The world’s most prominent black tea exporter, formerly known for its ideal tea-growing conditions, is now seeing the impacts of climate change.
Temperature increases, floods, and drought all pose a danger to tea plantation livelihoods. According to the man, Gabriel Mwatha Mbugua a tea farmer who has just converted to producing pineapples on a portion of his property.
Mbugua’s tea was planted in 1959 when the climate was dry and there was a lot of rain. The tea was being plucked four times a month, after every seven days. “These days, when we moved on, the climate changed. When it changed, we are not getting as much rain as we used to get then. So now, instead of four times, we do it two times”, he said.
A May 2021 study conducted by charity Christian Aid claims that the climate in Kenya’s ideal tea-growing region would shrink by almost a quarter by the year 2050 due to climate change. As a result, farmers and workers alike would be negatively affected.

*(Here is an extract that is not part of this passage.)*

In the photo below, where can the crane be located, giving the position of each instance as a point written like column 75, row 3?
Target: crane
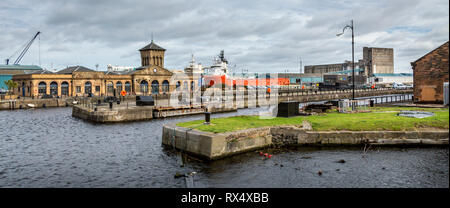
column 24, row 51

“By 2050, the area that we are growing tea is going to like behalf of what there is, says Veronica Ndetu, a Kenyan-based climate change specialist. The area is also going to be unsuitable in terms of the soils, suitability of the soil, and also the rainfall amounts”, she said.
Kenya’s tea industry contributes about 4% of its Gross Domestic Product (GDP). The Christian Aid report recommended cutting emissions to prevent climate change from accelerating harm caused to tea-growing regions. But as experts mount warnings about the dangers of climate change, Kenya’s tea growers are already witnessing a drop in production.